Goldwater and Rockefeller failed in their attempts to win the White House, so it is impossible to reach a firm conclusion as to what kind of leaders they might have been in office. Goldwater’s behavior during the 1964 campaign suggests that he was too quick to anger, given to shooting from the hip, and was thin-skinned. Such qualities usually do not make for successful presidencies. Goldwater as president would probably have resisted the Great Society program promoted by Lyndon Johnson. In addition, a Goldwater presidency would have confronted a black civil rights movement that was becoming increasingly militant.
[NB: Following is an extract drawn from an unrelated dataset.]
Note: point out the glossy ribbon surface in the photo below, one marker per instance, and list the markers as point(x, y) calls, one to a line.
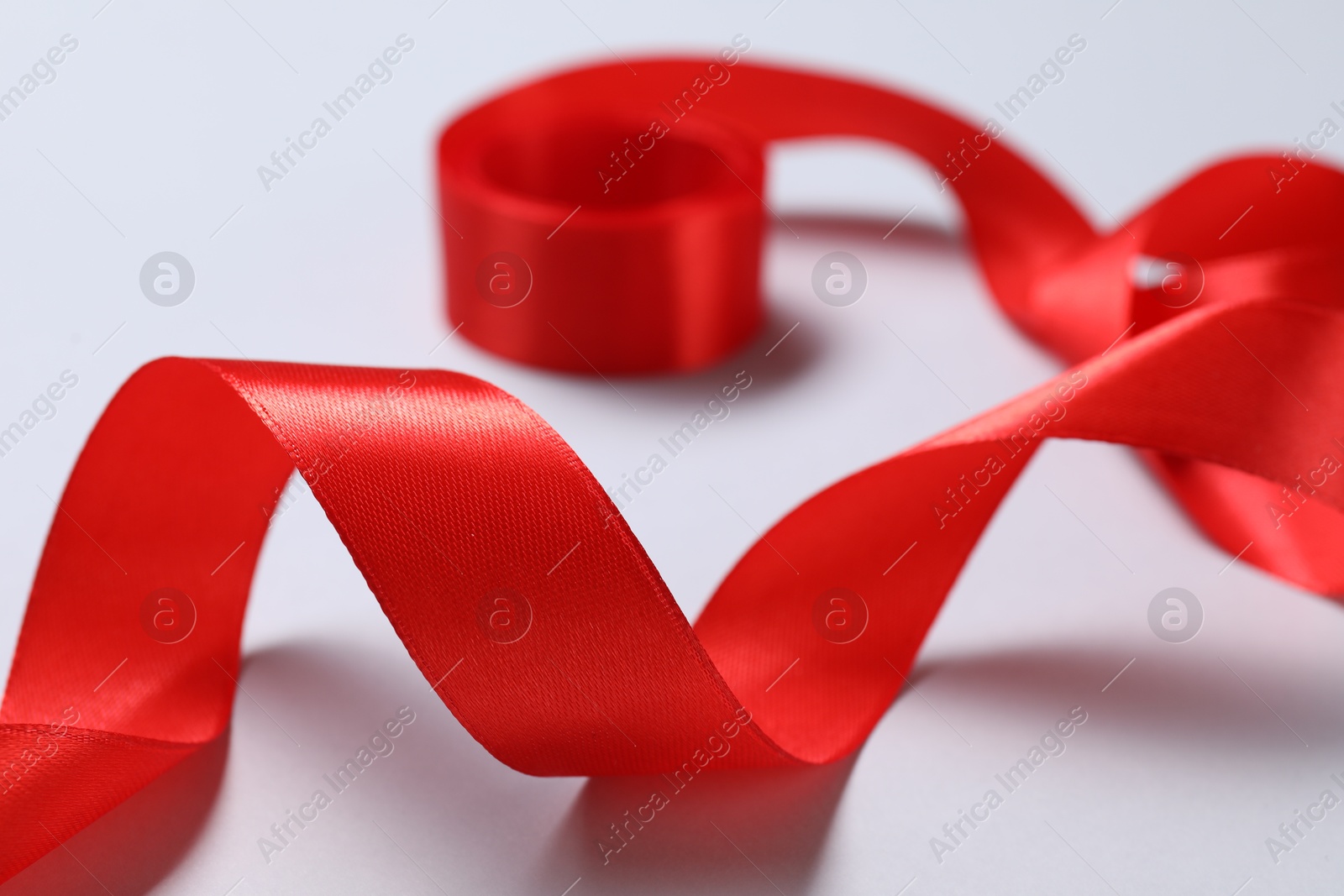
point(456, 501)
Goldwater’s refusal to vote for the Civil Rights Act of 1964 undermined his creditably among black and many white voters on the issue. His Southern base would have hampered Goldwater from promoting further civil rights legislation to ensure black voting rights in the South. What Goldwater’s response to the war in Vietnam would have been is an intriguing case for counter-factual history. He might have avoided a land war in Vietnam, having seen the stalemate in the Korean War but, on the other hand, he might have unleashed an air campaign in the North that would have encountered fierce opposition from the Soviet Union, as well as an antiwar movement at home.
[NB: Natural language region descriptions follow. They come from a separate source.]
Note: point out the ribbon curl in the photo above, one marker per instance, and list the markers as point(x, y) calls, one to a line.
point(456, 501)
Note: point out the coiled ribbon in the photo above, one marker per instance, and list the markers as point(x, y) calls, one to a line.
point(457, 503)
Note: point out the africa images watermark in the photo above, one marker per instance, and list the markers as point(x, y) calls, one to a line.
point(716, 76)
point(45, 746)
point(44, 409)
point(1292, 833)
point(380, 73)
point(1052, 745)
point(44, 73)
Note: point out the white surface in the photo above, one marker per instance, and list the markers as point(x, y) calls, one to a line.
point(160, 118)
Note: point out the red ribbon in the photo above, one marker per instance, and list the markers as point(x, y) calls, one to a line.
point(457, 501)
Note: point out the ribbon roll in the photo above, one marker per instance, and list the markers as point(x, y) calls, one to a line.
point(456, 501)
A Rockefeller presidency in 1968 would have faced strong sentiments for an expansion of the welfare/entitlement and regulatory state espoused by liberals in the Democratic Party. Rockefeller presented himself as a reformer who supported more federal funding to address urban problems and income inequality. Johnson’s Great Society under a Rockefeller presidency might have become the even Greater Society. Given that Henry Kissinger was originally a Rockefeller advisor, Rockefeller’s foreign policy would have resembled in all likelihood Nixon’s, and feature détente with the Soviet Union, the opening of relations with China, strategic arms control deals, and selected covert military operations against hostile governments.

Nixon, Rockefeller, Goldwater, and Reagan were not pure political ideologues; they were politicians seeking power for their own advancement, often at the expense of party loyalty and their espoused political beliefs. Their political careers can be weighed on a scale ranging from opportunism to principle. All of these men were partisan Republicans and all understood the importance of ideology as a force in modern American politics, but they were politicians above all else.

These four men, rivals for the presidency, were neither complete saints nor sinners. They were men with flaws. Whatever their motivations as they ran for the highest office in the land, they sought to serve their country. Their ambitions might have been directed to other avenues rather than in presidential politics. Instead, they offered themselves to the voters because they believed they could lead the nation to a better future. History will judge them accordingly, as it will future presidents.